Avant l’éclatement de COVID-19, le parti a pris des mesures disciplinaires contre l’ancien chef du parti formidablement puissant de Ho Chi Minh-Ville, Le Thanh Hai, et le chef du parti en exercice de Hanoi et le membre du Politburo en exercice Hoang Trung Hai. Tous deux ont été accusés d’être impliqués dans des «actes répréhensibles» – un concept utilisé par le parti pour impliquer la corruption – dans des projets entraînant des pertes financières massives. Le 18 mai 2020, un ancien vice-ministre de la défense a été traduit en justice devant le tribunal militaire de la marine de Hanoi et condamné à quatre ans de prison. Une autre enquête sur la criminalité économique est en cours, et il est également supposé qu’elle serait liée au président en exercice du Comité populaire municipal de Hanoi.

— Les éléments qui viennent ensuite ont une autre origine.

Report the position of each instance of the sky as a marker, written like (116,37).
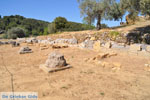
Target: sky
(46,10)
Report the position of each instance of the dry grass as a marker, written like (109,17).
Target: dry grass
(85,81)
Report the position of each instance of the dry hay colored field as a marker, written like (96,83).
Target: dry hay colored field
(85,81)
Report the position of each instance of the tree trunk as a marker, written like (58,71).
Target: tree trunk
(99,22)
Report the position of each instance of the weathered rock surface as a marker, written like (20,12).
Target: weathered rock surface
(136,47)
(55,60)
(97,46)
(108,45)
(148,48)
(24,50)
(15,44)
(87,44)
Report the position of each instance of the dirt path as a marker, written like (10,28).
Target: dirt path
(85,81)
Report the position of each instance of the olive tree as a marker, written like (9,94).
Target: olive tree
(15,32)
(93,10)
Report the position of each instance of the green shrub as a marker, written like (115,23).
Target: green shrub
(4,36)
(15,32)
(51,28)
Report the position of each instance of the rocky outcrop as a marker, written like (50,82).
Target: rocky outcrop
(24,50)
(55,59)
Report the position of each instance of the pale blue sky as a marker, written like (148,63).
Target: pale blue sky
(46,10)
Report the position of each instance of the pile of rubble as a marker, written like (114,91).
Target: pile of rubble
(55,62)
(24,50)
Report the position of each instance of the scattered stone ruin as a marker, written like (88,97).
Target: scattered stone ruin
(55,62)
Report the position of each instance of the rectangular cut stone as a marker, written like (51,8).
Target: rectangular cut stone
(148,48)
(136,47)
(49,70)
(97,46)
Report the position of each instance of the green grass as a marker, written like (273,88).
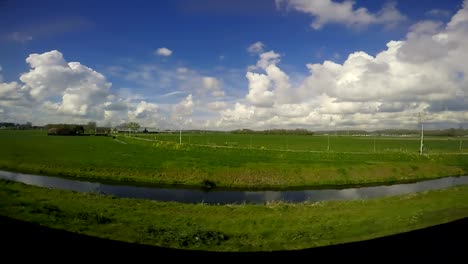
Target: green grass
(170,163)
(274,226)
(318,143)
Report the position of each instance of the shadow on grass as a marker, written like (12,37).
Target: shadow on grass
(445,241)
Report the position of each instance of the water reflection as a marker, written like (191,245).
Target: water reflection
(232,197)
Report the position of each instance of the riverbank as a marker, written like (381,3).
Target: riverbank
(274,226)
(142,161)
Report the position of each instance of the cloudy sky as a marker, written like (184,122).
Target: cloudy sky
(209,64)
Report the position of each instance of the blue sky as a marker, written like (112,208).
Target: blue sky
(202,77)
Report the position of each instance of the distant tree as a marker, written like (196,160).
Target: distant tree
(91,127)
(133,126)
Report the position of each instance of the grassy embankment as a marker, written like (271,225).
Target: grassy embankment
(274,226)
(170,163)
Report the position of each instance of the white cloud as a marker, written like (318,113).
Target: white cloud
(438,13)
(184,108)
(163,52)
(82,90)
(256,47)
(212,86)
(365,91)
(217,105)
(328,11)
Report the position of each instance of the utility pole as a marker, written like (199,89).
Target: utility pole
(422,134)
(374,143)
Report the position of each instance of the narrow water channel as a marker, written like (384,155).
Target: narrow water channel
(234,196)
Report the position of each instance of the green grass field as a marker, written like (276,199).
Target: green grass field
(274,226)
(164,162)
(332,143)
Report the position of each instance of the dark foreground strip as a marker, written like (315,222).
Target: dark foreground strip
(19,239)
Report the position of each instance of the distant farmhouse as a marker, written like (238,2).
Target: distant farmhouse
(139,130)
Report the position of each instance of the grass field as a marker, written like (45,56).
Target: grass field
(274,226)
(366,144)
(140,160)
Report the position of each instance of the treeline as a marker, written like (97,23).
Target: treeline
(450,132)
(9,125)
(77,129)
(65,129)
(343,132)
(297,131)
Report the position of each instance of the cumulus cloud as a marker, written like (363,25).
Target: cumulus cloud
(184,108)
(216,105)
(365,91)
(328,11)
(424,72)
(438,13)
(82,90)
(212,86)
(256,47)
(163,52)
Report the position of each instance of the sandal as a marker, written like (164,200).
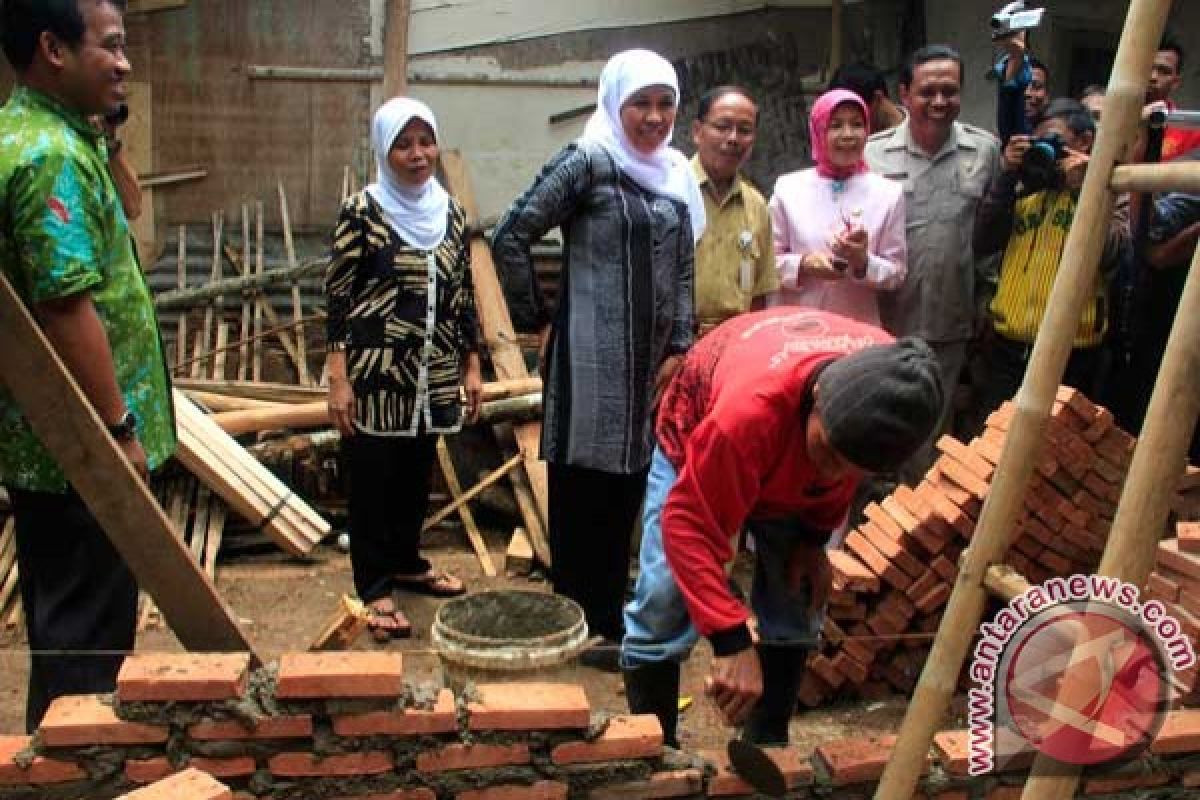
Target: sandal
(435,584)
(387,624)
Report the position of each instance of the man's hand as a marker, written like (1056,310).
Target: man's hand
(735,684)
(473,384)
(810,563)
(1014,152)
(137,457)
(1074,168)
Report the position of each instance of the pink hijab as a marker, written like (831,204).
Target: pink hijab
(819,126)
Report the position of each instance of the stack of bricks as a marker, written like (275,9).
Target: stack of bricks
(511,741)
(1175,582)
(895,571)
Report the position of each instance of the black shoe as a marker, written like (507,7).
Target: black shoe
(604,656)
(654,689)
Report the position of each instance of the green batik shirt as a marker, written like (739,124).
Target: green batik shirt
(63,232)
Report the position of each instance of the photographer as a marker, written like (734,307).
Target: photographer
(1027,214)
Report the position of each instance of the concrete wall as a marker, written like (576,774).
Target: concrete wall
(1071,24)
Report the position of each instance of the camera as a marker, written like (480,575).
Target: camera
(118,116)
(1014,18)
(1039,169)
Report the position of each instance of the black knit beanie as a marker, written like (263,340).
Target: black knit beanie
(880,404)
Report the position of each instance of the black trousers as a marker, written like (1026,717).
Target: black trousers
(389,498)
(79,596)
(592,516)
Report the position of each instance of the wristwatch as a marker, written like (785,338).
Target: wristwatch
(125,428)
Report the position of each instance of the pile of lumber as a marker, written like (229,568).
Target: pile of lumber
(247,487)
(895,571)
(1175,582)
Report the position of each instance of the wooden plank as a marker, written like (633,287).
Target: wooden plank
(468,518)
(297,304)
(120,501)
(501,340)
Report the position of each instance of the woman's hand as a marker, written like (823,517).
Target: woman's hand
(851,245)
(473,384)
(341,396)
(820,265)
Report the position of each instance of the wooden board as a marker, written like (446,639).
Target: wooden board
(118,498)
(501,341)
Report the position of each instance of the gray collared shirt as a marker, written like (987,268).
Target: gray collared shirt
(941,196)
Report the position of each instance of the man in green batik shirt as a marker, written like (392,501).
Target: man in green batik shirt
(65,246)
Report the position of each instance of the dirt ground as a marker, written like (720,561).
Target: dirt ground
(283,603)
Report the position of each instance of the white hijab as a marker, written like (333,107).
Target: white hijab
(666,170)
(417,212)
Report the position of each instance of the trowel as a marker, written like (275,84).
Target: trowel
(754,767)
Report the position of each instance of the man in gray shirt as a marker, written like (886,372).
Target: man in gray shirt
(945,167)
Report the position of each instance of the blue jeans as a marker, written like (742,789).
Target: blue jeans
(657,623)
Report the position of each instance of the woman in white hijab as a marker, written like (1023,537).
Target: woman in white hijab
(630,211)
(403,343)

En d’autres termes, l’agenda de Trong a une réelle substance et il a l’intention de protéger et de faire avancer ses priorités avant le 13e Congrès.

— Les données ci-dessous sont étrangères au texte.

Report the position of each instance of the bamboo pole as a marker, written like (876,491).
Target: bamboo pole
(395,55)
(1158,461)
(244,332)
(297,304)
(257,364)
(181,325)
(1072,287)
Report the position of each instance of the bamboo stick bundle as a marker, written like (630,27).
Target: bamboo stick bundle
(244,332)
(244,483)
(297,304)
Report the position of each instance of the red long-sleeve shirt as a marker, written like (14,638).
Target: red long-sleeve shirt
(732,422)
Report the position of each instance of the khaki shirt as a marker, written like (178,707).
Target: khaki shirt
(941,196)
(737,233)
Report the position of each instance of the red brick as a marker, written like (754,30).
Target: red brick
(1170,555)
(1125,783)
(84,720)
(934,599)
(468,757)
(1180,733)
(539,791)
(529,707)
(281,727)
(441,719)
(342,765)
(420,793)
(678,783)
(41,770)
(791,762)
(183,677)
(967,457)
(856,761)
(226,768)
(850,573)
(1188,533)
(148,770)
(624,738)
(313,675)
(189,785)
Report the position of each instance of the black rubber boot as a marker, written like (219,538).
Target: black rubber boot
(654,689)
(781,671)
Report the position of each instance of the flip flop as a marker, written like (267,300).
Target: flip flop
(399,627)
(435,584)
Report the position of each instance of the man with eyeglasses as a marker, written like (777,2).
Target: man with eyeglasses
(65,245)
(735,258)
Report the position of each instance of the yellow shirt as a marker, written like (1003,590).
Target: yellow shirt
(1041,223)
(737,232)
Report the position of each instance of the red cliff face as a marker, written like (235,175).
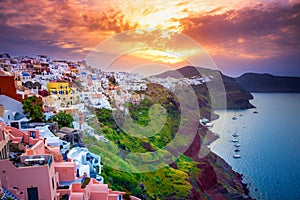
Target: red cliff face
(208,177)
(216,178)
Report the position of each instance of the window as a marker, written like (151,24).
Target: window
(32,134)
(53,183)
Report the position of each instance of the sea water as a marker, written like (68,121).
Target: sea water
(269,144)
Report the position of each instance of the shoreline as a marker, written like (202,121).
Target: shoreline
(217,136)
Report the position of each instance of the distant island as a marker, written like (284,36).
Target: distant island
(267,83)
(236,96)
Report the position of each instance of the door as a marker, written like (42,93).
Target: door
(32,193)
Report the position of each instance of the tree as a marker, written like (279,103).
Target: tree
(63,119)
(33,109)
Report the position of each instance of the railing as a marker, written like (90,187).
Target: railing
(7,193)
(50,161)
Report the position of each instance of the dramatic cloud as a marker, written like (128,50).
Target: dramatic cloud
(235,33)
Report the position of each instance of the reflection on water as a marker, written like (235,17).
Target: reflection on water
(269,145)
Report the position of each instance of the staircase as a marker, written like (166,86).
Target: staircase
(8,194)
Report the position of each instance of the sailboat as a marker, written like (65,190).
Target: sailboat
(235,140)
(234,117)
(235,134)
(237,145)
(236,156)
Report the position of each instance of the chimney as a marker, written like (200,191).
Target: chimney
(1,110)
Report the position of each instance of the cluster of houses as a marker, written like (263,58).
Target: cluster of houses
(36,159)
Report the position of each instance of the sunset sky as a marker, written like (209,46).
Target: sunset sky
(238,35)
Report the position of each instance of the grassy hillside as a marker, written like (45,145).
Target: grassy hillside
(186,177)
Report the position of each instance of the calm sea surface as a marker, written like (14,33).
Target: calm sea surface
(269,145)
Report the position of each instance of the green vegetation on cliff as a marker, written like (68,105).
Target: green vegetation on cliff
(178,176)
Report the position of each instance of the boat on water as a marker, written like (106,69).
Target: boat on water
(237,145)
(236,156)
(235,135)
(235,140)
(237,150)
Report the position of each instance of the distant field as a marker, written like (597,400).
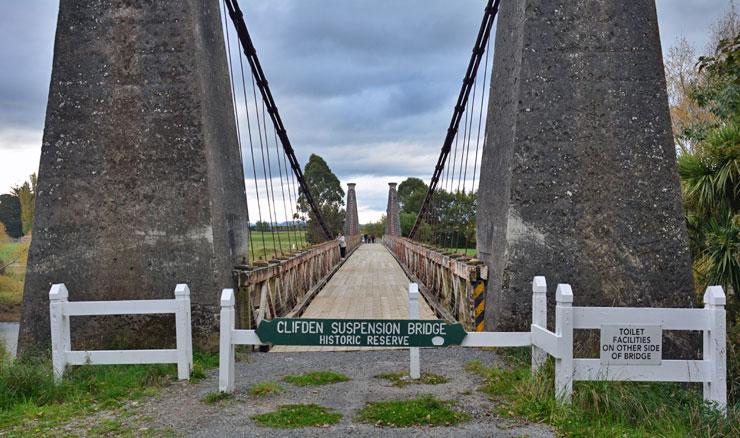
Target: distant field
(11,280)
(263,246)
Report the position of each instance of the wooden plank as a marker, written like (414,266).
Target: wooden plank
(135,307)
(669,319)
(124,357)
(667,371)
(370,284)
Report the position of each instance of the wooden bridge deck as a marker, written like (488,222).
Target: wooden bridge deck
(370,285)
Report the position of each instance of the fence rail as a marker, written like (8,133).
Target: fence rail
(60,311)
(710,370)
(450,284)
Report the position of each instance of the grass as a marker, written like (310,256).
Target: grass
(603,408)
(30,399)
(298,416)
(401,379)
(264,389)
(262,245)
(215,397)
(316,378)
(421,411)
(11,280)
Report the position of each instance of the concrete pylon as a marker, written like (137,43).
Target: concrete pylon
(140,185)
(393,212)
(578,180)
(351,220)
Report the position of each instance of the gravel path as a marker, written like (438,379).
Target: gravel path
(181,410)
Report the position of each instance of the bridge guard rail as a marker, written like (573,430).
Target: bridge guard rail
(711,370)
(453,285)
(283,286)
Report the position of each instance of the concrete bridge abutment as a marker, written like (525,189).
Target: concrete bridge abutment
(140,184)
(578,180)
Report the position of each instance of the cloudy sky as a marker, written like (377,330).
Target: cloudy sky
(367,84)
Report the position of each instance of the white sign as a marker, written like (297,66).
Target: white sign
(631,344)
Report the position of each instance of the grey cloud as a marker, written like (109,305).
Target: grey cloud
(367,84)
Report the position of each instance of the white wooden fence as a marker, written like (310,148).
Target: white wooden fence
(61,346)
(229,337)
(710,370)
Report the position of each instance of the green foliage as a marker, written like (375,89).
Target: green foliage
(402,379)
(27,389)
(604,408)
(215,397)
(10,215)
(375,228)
(26,194)
(407,222)
(422,411)
(327,193)
(29,393)
(265,388)
(452,220)
(316,378)
(411,193)
(721,91)
(298,416)
(201,362)
(710,174)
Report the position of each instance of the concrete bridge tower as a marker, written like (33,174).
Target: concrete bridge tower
(393,212)
(351,221)
(578,178)
(140,184)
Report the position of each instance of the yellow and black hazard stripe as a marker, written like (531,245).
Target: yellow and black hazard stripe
(479,304)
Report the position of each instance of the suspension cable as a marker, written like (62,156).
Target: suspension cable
(480,48)
(237,17)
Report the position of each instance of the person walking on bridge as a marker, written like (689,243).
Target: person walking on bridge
(342,245)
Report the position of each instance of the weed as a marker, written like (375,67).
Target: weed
(297,416)
(402,379)
(316,378)
(29,393)
(422,411)
(264,389)
(605,408)
(215,397)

Mais l’impact plus général du 12ème plénum est de lancer la saison des spéculations. Alors que les rumeurs grandissent, l’expérience passée conduit à douter de la plupart des prédictions. Trong a indiqué qu’il y aura au moins un plénum de plus où la question du personnel du 13e Congrès sera débattue. Comme le dit le sarcastique vietnamien, «le dernier jour de cette année n’est pas encore la nouvelle année», ce qui est particulièrement vrai dans le système politique du parti-État.

Quoi qu’il en soit, le 12e plénum montre la détermination de Trong à promouvoir la domination et l’unité du parti selon ses conditions.

Hai Hong Nguyen est chercheur honoraire au Center for Policy Futures, Faculté des sciences humaines et sociales, Université du Queensland (UQ).